Theoretically, the United States does possess the means to “win” a nuclear war against North Korea. North Korea has no advanced early warning or second strike capability. We have the capability to disarm the regime through a nuclear strike on Kim’s C3 and nuclear launch facilities.

After the dust has cleared the couple million Koreans who would perish in the during the attacks and ensuing chaos, along with the devastation nuclear use would bring, it also would destroy the current focal point and help legitimize nuclear weapons as a normal means of conducting warfare.

I believe that this is the most important consequence and one which is often ignored.
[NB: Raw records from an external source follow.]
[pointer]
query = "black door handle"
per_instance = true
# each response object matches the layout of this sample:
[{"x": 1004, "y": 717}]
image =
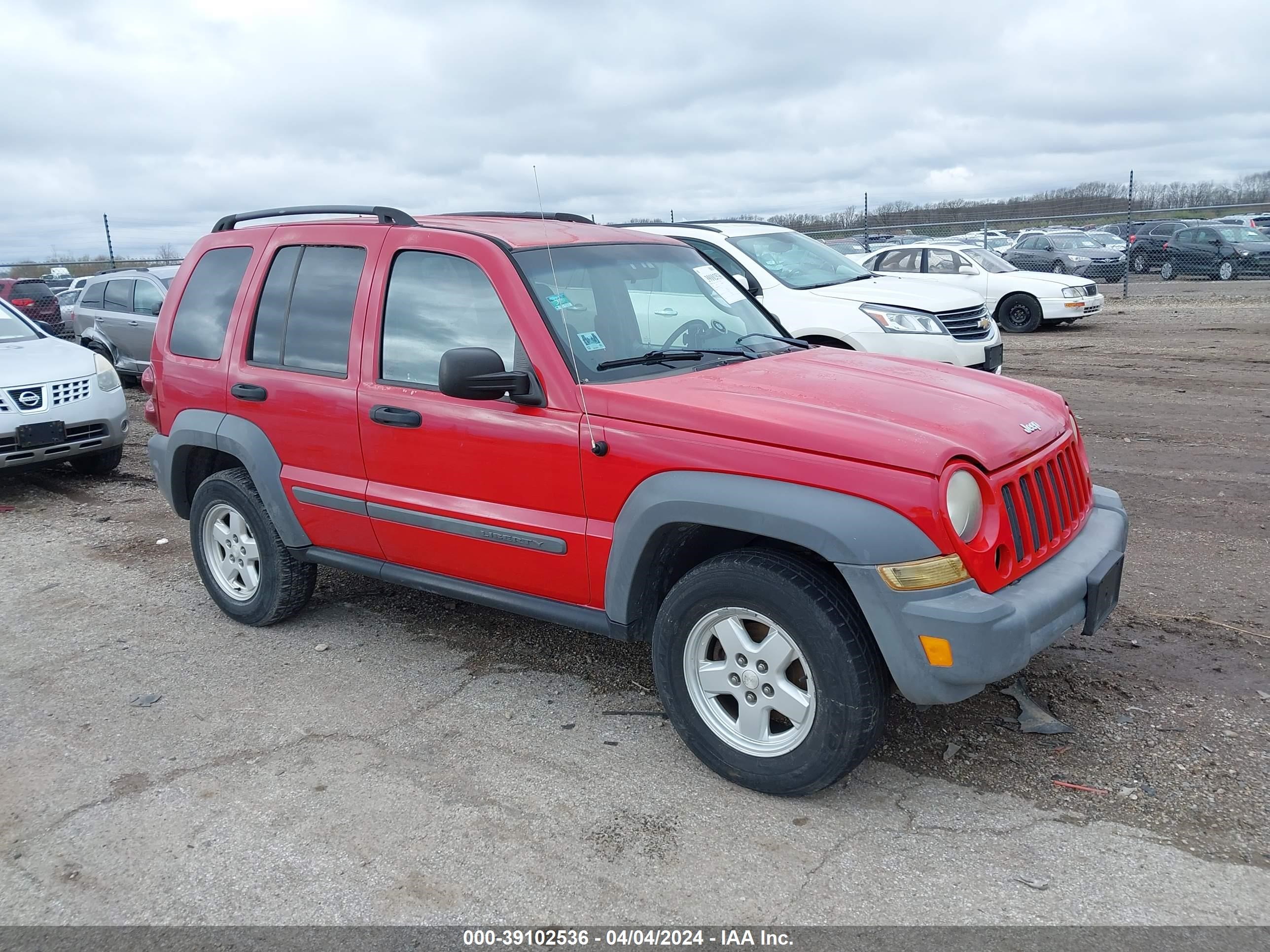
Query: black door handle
[
  {"x": 395, "y": 417},
  {"x": 249, "y": 391}
]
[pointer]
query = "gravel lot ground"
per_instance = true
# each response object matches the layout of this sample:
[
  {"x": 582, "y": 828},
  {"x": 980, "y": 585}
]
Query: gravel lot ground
[{"x": 442, "y": 762}]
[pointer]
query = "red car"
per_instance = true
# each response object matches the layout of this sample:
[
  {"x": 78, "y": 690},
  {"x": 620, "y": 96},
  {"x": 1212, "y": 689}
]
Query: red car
[
  {"x": 36, "y": 300},
  {"x": 599, "y": 428}
]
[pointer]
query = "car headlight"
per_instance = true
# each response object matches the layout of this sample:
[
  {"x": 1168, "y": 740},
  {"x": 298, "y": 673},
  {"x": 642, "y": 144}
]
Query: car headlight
[
  {"x": 900, "y": 322},
  {"x": 964, "y": 504},
  {"x": 106, "y": 376}
]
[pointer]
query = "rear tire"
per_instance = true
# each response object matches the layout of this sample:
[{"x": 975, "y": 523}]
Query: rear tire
[
  {"x": 835, "y": 686},
  {"x": 1019, "y": 314},
  {"x": 98, "y": 464},
  {"x": 282, "y": 583}
]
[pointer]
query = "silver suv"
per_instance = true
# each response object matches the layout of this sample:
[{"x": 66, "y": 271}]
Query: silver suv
[{"x": 117, "y": 312}]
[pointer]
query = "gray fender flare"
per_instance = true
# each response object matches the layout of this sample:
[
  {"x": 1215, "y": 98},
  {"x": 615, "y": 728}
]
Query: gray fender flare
[
  {"x": 836, "y": 526},
  {"x": 238, "y": 437}
]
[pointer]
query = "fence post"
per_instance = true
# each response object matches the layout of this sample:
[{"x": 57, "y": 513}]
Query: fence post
[
  {"x": 1128, "y": 230},
  {"x": 108, "y": 245}
]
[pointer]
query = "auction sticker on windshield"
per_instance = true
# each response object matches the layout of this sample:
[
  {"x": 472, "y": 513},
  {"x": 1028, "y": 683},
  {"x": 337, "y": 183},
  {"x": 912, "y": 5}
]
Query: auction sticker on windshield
[{"x": 718, "y": 283}]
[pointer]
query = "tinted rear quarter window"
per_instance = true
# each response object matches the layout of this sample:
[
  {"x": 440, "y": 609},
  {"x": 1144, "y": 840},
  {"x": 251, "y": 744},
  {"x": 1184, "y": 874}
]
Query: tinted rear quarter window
[
  {"x": 307, "y": 309},
  {"x": 205, "y": 309}
]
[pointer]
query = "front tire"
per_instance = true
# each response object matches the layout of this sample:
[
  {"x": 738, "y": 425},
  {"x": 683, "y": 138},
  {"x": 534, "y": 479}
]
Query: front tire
[
  {"x": 769, "y": 672},
  {"x": 244, "y": 565},
  {"x": 1019, "y": 314}
]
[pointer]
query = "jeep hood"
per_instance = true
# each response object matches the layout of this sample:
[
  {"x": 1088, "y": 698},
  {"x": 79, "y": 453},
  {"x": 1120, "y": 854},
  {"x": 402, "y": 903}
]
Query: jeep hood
[{"x": 887, "y": 410}]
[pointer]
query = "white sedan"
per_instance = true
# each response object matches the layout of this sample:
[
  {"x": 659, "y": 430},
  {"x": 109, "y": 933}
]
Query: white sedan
[{"x": 1019, "y": 300}]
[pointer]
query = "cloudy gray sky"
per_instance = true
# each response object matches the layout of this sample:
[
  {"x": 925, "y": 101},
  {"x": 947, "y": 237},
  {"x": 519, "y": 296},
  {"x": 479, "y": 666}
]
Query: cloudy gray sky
[{"x": 169, "y": 115}]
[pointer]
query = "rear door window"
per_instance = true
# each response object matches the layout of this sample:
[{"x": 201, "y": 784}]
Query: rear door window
[
  {"x": 118, "y": 296},
  {"x": 305, "y": 312},
  {"x": 208, "y": 303},
  {"x": 93, "y": 295},
  {"x": 146, "y": 299}
]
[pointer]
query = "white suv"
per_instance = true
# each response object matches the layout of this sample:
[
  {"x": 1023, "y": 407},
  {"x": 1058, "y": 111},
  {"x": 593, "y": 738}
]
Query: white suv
[{"x": 826, "y": 299}]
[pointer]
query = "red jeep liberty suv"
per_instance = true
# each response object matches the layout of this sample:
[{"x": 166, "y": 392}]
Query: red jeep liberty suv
[{"x": 599, "y": 428}]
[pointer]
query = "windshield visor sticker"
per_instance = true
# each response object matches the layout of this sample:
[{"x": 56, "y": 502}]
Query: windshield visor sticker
[
  {"x": 591, "y": 340},
  {"x": 718, "y": 283}
]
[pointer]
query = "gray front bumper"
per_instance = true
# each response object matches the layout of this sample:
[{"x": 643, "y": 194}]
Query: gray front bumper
[{"x": 992, "y": 636}]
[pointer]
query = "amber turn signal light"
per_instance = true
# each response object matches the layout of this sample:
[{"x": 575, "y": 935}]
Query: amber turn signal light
[
  {"x": 925, "y": 573},
  {"x": 939, "y": 651}
]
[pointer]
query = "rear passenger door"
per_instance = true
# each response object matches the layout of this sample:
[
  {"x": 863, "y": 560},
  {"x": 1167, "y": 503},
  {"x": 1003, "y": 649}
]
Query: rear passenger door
[
  {"x": 482, "y": 490},
  {"x": 294, "y": 374}
]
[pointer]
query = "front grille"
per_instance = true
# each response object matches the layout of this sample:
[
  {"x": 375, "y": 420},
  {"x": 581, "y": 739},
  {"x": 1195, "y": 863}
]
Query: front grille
[
  {"x": 70, "y": 391},
  {"x": 27, "y": 399},
  {"x": 1046, "y": 503},
  {"x": 967, "y": 324}
]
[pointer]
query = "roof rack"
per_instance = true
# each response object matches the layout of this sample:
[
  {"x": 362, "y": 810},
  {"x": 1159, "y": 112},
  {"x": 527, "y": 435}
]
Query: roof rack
[
  {"x": 387, "y": 216},
  {"x": 731, "y": 221},
  {"x": 669, "y": 225},
  {"x": 539, "y": 216}
]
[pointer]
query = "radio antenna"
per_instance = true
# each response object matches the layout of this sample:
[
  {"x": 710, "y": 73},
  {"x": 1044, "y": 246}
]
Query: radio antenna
[{"x": 600, "y": 447}]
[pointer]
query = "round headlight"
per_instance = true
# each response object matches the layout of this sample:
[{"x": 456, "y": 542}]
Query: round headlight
[{"x": 964, "y": 503}]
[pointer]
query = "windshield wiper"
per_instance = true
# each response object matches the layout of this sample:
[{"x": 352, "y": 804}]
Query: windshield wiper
[
  {"x": 653, "y": 357},
  {"x": 831, "y": 283},
  {"x": 776, "y": 337}
]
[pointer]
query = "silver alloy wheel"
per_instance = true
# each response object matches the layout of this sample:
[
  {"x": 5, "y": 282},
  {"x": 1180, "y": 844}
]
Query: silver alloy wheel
[
  {"x": 750, "y": 682},
  {"x": 232, "y": 554}
]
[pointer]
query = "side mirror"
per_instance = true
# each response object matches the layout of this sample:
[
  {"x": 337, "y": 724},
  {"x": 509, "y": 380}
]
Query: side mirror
[{"x": 478, "y": 374}]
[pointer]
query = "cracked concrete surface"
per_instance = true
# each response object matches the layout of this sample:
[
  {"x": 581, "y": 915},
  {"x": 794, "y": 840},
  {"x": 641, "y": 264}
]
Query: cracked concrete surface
[{"x": 383, "y": 782}]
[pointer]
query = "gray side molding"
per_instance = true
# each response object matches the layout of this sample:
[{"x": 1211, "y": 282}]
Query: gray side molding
[
  {"x": 235, "y": 436},
  {"x": 835, "y": 526}
]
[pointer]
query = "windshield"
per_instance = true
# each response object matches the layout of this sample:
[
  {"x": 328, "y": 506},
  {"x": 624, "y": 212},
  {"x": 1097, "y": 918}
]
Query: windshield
[
  {"x": 1237, "y": 233},
  {"x": 620, "y": 301},
  {"x": 989, "y": 262},
  {"x": 13, "y": 328},
  {"x": 799, "y": 262},
  {"x": 1070, "y": 243}
]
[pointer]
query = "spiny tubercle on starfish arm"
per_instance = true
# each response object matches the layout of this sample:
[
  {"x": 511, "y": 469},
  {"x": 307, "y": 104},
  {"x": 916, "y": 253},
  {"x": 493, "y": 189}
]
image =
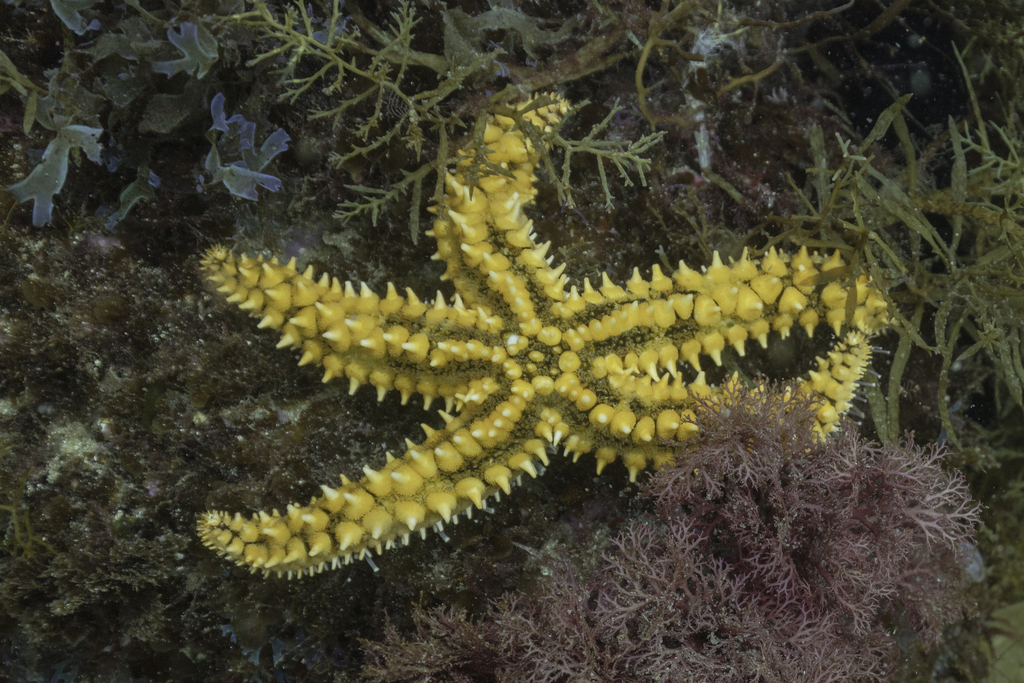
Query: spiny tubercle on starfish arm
[{"x": 521, "y": 364}]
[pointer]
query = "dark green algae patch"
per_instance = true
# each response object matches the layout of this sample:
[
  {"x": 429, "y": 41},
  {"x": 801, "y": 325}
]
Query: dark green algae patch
[{"x": 132, "y": 398}]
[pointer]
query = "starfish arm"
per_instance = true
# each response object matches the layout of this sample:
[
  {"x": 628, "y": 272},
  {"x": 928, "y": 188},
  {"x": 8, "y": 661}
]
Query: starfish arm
[
  {"x": 482, "y": 233},
  {"x": 393, "y": 342},
  {"x": 478, "y": 454}
]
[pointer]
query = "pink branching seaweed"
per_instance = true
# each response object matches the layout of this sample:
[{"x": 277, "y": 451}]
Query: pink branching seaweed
[{"x": 772, "y": 556}]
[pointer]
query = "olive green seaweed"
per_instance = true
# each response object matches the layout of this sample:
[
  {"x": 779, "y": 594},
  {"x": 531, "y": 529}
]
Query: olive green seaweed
[
  {"x": 969, "y": 291},
  {"x": 351, "y": 54}
]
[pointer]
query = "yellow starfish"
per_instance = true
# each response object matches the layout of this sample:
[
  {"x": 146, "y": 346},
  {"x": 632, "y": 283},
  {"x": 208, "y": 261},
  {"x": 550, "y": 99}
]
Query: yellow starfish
[{"x": 522, "y": 365}]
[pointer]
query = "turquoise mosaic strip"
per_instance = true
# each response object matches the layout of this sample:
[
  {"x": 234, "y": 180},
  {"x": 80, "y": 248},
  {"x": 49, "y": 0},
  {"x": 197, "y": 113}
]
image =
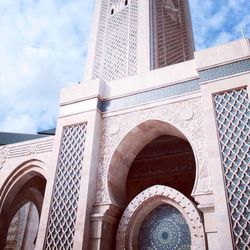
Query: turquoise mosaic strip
[
  {"x": 175, "y": 89},
  {"x": 225, "y": 70},
  {"x": 148, "y": 96}
]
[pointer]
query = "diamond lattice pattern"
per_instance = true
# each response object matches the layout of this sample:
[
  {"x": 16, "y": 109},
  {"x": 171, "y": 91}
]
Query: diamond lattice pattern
[
  {"x": 61, "y": 226},
  {"x": 117, "y": 42},
  {"x": 233, "y": 120}
]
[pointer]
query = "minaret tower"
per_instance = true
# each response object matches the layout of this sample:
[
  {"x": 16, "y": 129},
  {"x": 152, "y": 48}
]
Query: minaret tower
[{"x": 131, "y": 36}]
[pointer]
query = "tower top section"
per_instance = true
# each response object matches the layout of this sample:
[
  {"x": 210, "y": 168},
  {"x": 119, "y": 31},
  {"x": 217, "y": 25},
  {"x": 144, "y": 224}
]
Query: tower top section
[{"x": 134, "y": 36}]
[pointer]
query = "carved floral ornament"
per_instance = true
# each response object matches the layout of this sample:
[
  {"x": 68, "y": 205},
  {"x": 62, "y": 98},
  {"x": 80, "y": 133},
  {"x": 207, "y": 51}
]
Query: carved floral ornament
[
  {"x": 147, "y": 201},
  {"x": 185, "y": 115}
]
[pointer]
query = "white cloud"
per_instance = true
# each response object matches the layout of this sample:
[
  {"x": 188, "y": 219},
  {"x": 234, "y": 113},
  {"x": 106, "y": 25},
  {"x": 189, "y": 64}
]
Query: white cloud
[{"x": 43, "y": 47}]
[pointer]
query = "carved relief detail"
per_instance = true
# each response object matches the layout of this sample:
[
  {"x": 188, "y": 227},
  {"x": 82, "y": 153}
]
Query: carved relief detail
[
  {"x": 163, "y": 195},
  {"x": 172, "y": 113},
  {"x": 4, "y": 152}
]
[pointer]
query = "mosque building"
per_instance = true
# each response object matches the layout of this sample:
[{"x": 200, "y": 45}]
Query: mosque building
[{"x": 151, "y": 150}]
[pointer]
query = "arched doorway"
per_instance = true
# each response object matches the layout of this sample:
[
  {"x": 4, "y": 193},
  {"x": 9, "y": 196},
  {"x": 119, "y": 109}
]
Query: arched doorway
[
  {"x": 166, "y": 160},
  {"x": 153, "y": 153},
  {"x": 21, "y": 202},
  {"x": 23, "y": 228}
]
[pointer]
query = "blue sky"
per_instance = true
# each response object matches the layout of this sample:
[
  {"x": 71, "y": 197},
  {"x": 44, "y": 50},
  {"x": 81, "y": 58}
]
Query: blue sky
[{"x": 43, "y": 46}]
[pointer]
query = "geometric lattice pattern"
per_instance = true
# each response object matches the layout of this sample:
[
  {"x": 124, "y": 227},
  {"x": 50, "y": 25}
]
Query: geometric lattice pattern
[
  {"x": 173, "y": 40},
  {"x": 63, "y": 210},
  {"x": 164, "y": 228},
  {"x": 233, "y": 121},
  {"x": 117, "y": 40}
]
Here we are not talking about the short to mid-term diplomatic or strategic picture but one of the implicit status of nuclear weapons in human hands in the long term. If the equilibrium is destroyed by a nation conducting a nuclear strike where will the new focal point be?

The rules of the game now change. There is no longer a tacit agreement between the nations of the world because one has gone off the deep end and actually used a nuclear weapon. With the nuclear threshold breached neither side would be able to immediately determine what is acceptable.

What can and cannot be nuked before the final red line is crossed and the strategic forces are employed? If the United States drops 10 low-yield B-61 nuclear bombs on North Korea can Pakistan and India do the same if war breaks out? What if a coup throws Pakistan into turmoil and India, citing the previous American strike, launches a bolt from the blue attack on Pakistan?

While nuclear war would be devastating in the short term, the long-term effects could be even more disturbing. After being used, nuclear weapons will shed some of their special status, not just in that one conflict but all conflicts thereafter. It’s not just bravado anymore.

If the United States attacks the DPRK it will send the message that nuclear weapons are not special and are liable to be used in any future conflict. The global focal point will no longer exist as it did. This is not to say that that nuclear states will immediately begin using nuclear weapons to solve their problems, but it will seriously erode the norm. One could imagine a world where nuclear weapons are used in combat and nations may decide that they can use nuclear means to accomplish political objectives.

Such a world is not one many people would like to live in. Nuclear war is not a concept that is understood very well because only two nuclear strikes have ever been conducted. We don’t really know how humans will react to the new norm. If the U.S uses a 0.3 kiloton nuclear warhead to decapitate the Kim regime where is the next focal point? Is using a ten kiloton weapon to kill Ayatollah Khomeini acceptable? What about using a 1.5 kt warhead to destroy a North Korean armored division?

In the 72 years After Hiroshima and Nagasaki, humans have through luck, and a careful balance of international diplomacy and implicit bargaining managed to avoid using nuclear weapons in warfare. The use of such weapons has the potential to throw mankind into the abyss. If they are ever used again it could destroy their status and lead to their use in other conflicts.

The focal point must be preserved, if it is not, a new era in human history may emerge, where limited nuclear warfare is an accepted use of force.